In December, a jury declined to indict the Waller County jailers in connection to Bland's death, which authorities ruled a suicide. Brian Encinia, the trooper who arrested Bland, was charged with perjury for allegedly lying in police reports and investigatory interviews about his interaction with Bland. He was fired in January.
Reed-Veal, as well other family members and friends of Bland's, have said they don't believe Bland, 28, would have killed herself. The family filed a wrongful death lawsuit in August, alleging Bland's constitutional rights against unreasonable search and seizure were violated.
The speech from Bland's mother happened at a time when she and other women, whose children's names became hashtags in a fledging social justice movement against nationwide police violence, hoped to leverage that spirit of activism in the upcoming general election. Reed-Veal, along with the mothers of Travyon Martin and Eric Garner, has endorsed and campaigned for Democratic presidential frontrunner Hillary Clinton, whose platform calls for policing reforms that are drastically different from policies she supported in the 1990s as first lady.
Erica Garner, Eric Garner's daughter, endorsed Vermont Sen. Bernie Sanders in 2015. Sybrina Fulton, Martin's mother, Gwen Carr, Garner's mother and Lesley McSpadden, Michael Brown's mother, each appeared in Beyonce's Lemonade visual album that aired on HBO on Saturday. But Reed-Veal, in her speech Thursday, said the public should not think that what these women are doing is just for show.
"The tears are real, the pain is real, the problem is real," she said. "So, I don't come here playing games with you all.
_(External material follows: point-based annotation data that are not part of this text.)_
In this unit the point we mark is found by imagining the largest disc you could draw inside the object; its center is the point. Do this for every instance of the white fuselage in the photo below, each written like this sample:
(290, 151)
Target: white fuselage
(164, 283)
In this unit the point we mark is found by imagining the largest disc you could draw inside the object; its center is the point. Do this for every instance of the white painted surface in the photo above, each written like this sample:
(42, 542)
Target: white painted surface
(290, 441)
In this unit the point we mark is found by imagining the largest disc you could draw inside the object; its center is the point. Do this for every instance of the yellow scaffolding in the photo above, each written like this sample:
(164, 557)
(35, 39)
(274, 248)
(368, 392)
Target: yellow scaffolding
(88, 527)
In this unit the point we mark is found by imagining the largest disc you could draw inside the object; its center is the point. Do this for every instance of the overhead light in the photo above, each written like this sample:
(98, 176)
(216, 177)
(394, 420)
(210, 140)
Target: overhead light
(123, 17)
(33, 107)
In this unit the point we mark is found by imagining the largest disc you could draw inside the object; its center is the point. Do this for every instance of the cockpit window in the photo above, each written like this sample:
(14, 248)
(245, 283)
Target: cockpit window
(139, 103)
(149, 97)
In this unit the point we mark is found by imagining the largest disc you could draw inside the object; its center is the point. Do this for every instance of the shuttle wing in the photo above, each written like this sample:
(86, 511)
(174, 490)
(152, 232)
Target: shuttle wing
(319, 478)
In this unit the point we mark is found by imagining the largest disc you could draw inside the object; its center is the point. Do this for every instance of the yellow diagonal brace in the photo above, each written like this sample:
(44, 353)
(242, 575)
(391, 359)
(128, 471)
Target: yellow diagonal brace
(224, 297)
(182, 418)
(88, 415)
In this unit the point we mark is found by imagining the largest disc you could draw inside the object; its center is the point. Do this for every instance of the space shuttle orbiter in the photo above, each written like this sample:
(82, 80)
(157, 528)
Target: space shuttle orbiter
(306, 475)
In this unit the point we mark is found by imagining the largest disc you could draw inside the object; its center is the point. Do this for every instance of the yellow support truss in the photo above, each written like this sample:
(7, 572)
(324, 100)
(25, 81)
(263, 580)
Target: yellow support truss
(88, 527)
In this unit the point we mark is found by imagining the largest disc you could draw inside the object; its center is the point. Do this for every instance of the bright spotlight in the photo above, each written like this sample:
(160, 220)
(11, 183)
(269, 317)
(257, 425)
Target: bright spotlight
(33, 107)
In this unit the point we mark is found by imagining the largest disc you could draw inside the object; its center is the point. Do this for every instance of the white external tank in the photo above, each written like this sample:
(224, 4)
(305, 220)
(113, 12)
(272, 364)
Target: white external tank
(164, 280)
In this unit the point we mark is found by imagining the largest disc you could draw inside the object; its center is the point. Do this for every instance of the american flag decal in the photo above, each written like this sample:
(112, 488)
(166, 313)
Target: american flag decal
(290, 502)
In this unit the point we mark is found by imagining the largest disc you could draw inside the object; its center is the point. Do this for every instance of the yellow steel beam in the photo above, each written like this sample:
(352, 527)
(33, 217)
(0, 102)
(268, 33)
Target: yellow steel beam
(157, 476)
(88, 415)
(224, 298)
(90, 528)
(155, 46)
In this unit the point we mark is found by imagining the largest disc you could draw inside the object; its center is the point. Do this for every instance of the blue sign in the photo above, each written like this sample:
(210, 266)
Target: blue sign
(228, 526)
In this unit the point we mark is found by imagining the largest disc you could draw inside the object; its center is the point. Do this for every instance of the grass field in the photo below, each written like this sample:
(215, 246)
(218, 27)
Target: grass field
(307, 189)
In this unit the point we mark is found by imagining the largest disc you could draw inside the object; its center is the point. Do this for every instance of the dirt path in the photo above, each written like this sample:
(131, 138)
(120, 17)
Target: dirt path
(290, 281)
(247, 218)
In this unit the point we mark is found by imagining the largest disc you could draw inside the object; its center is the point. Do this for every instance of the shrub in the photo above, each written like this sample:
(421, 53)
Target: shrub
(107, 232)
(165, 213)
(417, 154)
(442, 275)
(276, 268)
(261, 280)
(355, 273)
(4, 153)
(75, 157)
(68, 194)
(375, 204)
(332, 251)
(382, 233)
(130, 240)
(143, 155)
I don't come to sit and be a part of a caucus where we talk and do nothing."
Reed-Veal said she's not ready to "create a riot where I burn things down," but she is going to hold those accountable who promised to support her until she was satisfied that justice had been done for her daughter.
"Movements move," she said. "Activists activate. We have got to stop talking and move. So I leave you with this: It is time to wake up, get up, step up, or shut up."